Species of Colletotrichum cannot be recognized by host range (^{Sutton, 1980}, ¹⁹⁹²), so identification and characterization of the isolates obtained in this study were done based on morphological characteristics (^{Smith and Black, 1990}; ^{Gunnell and Gubler, 1992}; ^{Sutton, 1992}). According to those criteria four out of 256 isolates of Colletotrichum spp. were selected (M26, M28-M30) and identified as C. gloeosporioides Penz; their micelial growth pattern agree with that described by ^{Alvarez (1949)}; however, according to ^{Smith and Black (1990)} and ^{Gunnel and Gluber (1992)}, this growth is similar to C. fragariae grown on PDA, but C. fragariae cultures on cornmeal, oatmeal, or bean-lime agar plates are dark with concentric circles and pink colored conidial masses (^{Brooks, 1931}). In adition, the average size of the M26, and M28-M30 conidia were shorter and wider than those reported in C. fragariae (^{Smith and Black, 1990}; ^{Gunnel and Gubler, 1992}).

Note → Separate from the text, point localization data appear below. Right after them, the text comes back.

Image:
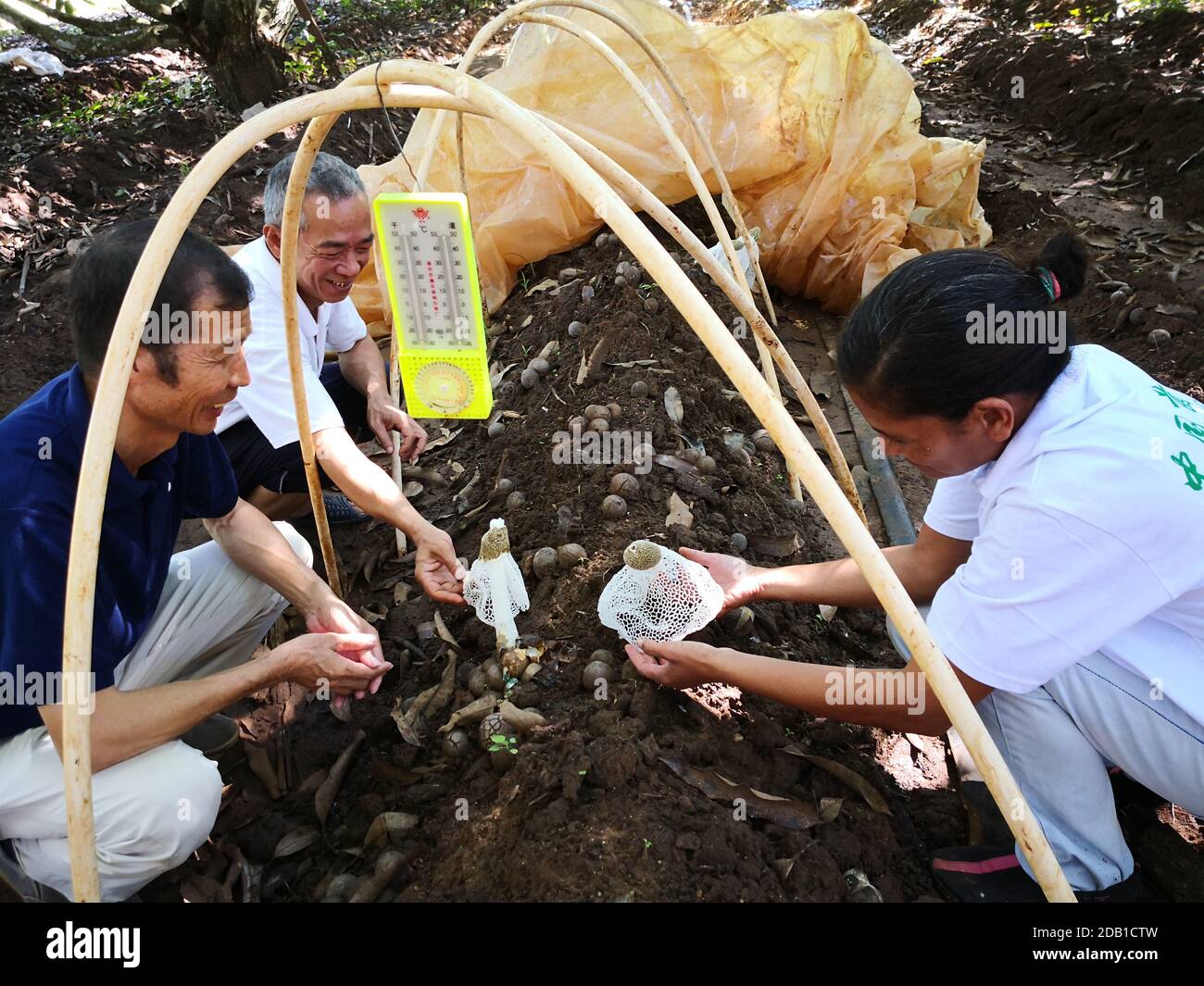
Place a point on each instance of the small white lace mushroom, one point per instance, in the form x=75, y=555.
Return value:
x=658, y=595
x=494, y=585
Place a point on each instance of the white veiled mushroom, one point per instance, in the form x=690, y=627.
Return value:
x=658, y=595
x=494, y=585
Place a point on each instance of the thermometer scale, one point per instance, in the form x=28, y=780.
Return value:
x=432, y=269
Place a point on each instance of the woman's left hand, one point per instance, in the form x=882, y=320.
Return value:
x=678, y=664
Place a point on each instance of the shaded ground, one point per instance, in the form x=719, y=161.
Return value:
x=588, y=808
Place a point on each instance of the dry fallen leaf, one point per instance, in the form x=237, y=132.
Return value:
x=679, y=513
x=785, y=812
x=389, y=828
x=325, y=796
x=429, y=704
x=842, y=773
x=295, y=841
x=546, y=284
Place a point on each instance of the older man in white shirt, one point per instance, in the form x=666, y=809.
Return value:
x=349, y=400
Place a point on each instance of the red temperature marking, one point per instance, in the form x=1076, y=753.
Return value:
x=430, y=276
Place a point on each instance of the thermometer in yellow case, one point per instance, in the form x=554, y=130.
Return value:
x=432, y=269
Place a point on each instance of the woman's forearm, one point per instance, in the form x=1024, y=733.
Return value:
x=922, y=568
x=838, y=583
x=252, y=542
x=883, y=697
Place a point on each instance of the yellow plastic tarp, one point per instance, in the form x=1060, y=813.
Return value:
x=814, y=120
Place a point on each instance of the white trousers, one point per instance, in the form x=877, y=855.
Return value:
x=152, y=810
x=1060, y=741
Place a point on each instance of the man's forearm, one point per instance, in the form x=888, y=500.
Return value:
x=252, y=542
x=125, y=724
x=362, y=368
x=368, y=485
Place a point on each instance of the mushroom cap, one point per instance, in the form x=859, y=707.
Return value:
x=642, y=555
x=495, y=542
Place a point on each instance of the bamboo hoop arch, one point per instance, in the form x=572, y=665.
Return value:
x=413, y=79
x=520, y=12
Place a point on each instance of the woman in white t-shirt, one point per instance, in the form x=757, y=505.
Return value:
x=1062, y=555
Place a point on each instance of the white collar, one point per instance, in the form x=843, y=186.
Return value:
x=1047, y=413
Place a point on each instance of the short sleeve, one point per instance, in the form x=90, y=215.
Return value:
x=268, y=400
x=1035, y=596
x=345, y=328
x=954, y=508
x=209, y=488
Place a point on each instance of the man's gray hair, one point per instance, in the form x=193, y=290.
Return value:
x=330, y=176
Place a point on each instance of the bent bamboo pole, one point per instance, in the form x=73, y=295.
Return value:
x=520, y=12
x=699, y=187
x=681, y=291
x=97, y=452
x=649, y=204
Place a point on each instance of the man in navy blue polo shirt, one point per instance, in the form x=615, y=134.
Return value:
x=172, y=633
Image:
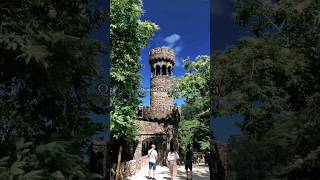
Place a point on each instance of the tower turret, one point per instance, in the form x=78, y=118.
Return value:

Based on PCR amplifications through specific species primers, M26 and M28-M30 species were corroborated as C. gloeosporioides with a 95-100% similarity with sequences reported for the same species in the gene bank (^{Freeman et al., 2000}).

Conclusions

Anthracnose symptoms observed in litchi fruits in Oaxaca were caused by Colletotrichum gloeosporioides Penz. The disease was characterized by dark-brown and circular dry lesions on the exocarp and endocarp, but neither in the aril nor seed. This is the first report of Colletotrichum gloeosporioides as the causal agent of anthracnose of litchi fruits (Litchi chinensis) in Oaxaca, México.